Bu yazımda size tanıtacağım ilk Adalı BOWMORE... Kendileri benim Malt dünyası ile tanışmama vesile olmuş bir Vahşi Güzel'dir. Bundan dolayıdır ki ilk göz ağrımdır. E böyle olunca da Viskilerimin arasından eksik etmediğim bir Kıymetlim'dir.
 BOWMORE damıtım evi Islay adasının İç körfez diye adlandırılan bölümünde ve deniz kıyısında bulunan bir damıtım evi. Dolayısıyla da denizden gelen tuzlu ve iyotlu havaya direk olarak maruz kalmaktadır. Bu da üretim aşamasında viskinin içine kadar işliyor dostlar. Ayrıca Bowmore İskoçya genelinde tamamen geleneksel yöntemlerle viski  üreten 6 damıtım evinden bir tanesi. Bununla birlikte Islay adasında kurulan ve ilk üretilen viski unvanına da sahip bir marka. Yıllandırma işleminde de Sherry fıçıları kullanılmasından dolayı da diğer Islay viskilerine göre daha yumuşak bir tadı var.
Bu gün sizlere tanıtacağım BOWMORE Surf ise her ne kadar kutu üzerinde belirtilmemiş olsa da 12 yıllık bir malt. Bardağınıza burnunuzu götürdüğünüzde ilk gelen koku Turba (Peat) kokusudur. Arpanın islenmesi sırasında bolca kullanılan Turba kömürü bu noktada kendini gösteriyor bizlere.

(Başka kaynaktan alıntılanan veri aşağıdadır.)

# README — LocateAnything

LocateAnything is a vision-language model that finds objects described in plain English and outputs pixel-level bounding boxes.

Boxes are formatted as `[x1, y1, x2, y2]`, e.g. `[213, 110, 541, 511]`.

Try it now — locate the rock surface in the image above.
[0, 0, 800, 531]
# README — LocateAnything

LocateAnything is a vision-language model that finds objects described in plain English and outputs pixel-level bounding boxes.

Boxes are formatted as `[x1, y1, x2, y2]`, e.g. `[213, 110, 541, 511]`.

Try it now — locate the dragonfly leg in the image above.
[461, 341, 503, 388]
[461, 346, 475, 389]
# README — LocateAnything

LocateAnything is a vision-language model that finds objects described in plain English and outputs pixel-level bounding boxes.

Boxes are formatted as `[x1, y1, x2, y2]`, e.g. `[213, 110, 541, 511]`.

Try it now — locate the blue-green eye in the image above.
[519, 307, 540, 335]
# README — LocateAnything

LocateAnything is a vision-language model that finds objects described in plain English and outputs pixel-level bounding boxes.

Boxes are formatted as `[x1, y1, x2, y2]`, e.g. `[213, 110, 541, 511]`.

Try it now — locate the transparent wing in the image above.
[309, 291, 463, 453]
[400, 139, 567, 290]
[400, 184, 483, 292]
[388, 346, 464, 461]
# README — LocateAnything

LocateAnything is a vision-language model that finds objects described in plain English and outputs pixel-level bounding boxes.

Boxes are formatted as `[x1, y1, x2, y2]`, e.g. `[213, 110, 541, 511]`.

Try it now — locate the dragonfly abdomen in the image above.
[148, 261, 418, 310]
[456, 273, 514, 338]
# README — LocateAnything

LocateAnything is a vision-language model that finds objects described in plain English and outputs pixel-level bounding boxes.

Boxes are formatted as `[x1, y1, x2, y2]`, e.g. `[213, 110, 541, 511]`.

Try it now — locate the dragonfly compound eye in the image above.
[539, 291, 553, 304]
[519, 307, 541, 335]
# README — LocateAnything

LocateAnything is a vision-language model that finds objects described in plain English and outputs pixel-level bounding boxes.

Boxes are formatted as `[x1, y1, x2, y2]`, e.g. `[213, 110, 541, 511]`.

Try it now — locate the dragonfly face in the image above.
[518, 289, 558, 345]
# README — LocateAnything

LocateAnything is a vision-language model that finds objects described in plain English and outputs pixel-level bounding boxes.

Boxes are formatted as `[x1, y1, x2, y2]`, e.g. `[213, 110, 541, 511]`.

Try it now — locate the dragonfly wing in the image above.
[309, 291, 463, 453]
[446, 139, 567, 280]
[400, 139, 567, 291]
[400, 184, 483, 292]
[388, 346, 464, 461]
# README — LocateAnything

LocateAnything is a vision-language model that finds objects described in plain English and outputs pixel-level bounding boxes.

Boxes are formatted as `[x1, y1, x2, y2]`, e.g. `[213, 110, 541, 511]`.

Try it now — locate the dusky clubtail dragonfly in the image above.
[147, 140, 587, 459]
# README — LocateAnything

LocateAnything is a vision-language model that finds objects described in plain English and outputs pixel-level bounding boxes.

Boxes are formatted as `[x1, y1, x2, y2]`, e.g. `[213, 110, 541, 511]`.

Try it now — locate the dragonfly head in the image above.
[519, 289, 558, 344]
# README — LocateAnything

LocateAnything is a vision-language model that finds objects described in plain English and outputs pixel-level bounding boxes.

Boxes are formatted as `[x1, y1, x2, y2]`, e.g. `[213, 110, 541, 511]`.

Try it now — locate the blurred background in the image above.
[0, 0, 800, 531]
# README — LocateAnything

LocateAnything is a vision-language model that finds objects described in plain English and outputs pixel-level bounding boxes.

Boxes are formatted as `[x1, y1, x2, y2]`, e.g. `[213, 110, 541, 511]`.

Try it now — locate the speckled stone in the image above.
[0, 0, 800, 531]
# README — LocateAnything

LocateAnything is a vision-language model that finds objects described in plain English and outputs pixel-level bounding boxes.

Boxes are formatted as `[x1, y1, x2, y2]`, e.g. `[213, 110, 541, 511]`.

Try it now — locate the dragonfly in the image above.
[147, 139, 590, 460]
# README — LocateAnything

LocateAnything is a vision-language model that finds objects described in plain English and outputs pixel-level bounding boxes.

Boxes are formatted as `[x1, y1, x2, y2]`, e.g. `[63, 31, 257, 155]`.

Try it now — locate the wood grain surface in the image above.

Ardından gelen deniz ve yosun kokuları da damıtım evinin deniz kıyısında bulunmasının nimetlerinden. Her zaman ki gibi kadehinize bir miktar su ilave ettiğinizde ise yavaş yavaş uysallaşacak ve sherry fıçılarından gelen tatlı aromalar ortaya çıkmaya başlayacaktır. İlk yudumda ise damağınıza daha yumuşak hafif tuzlu ama hemen ardından bir tatlı aroma yayılacaktır. Yudumunuzu boğazınıza yuvarladıktan sonra ise damağınızda hafif alkollü ama tatlı bir aroma kalacaktır. BOWMORE genel olarak çok dengeli bir yapıya sahiptir dostlar. Sizi hiçbir şekilde hayal kırıklığına uğratmaz. Bu özelliği ile de diğer Islay viskilerinden ayrılmakta zaten. Aynı sebepten dolayı da güzel bir yemek sonrası Malt'ıdır.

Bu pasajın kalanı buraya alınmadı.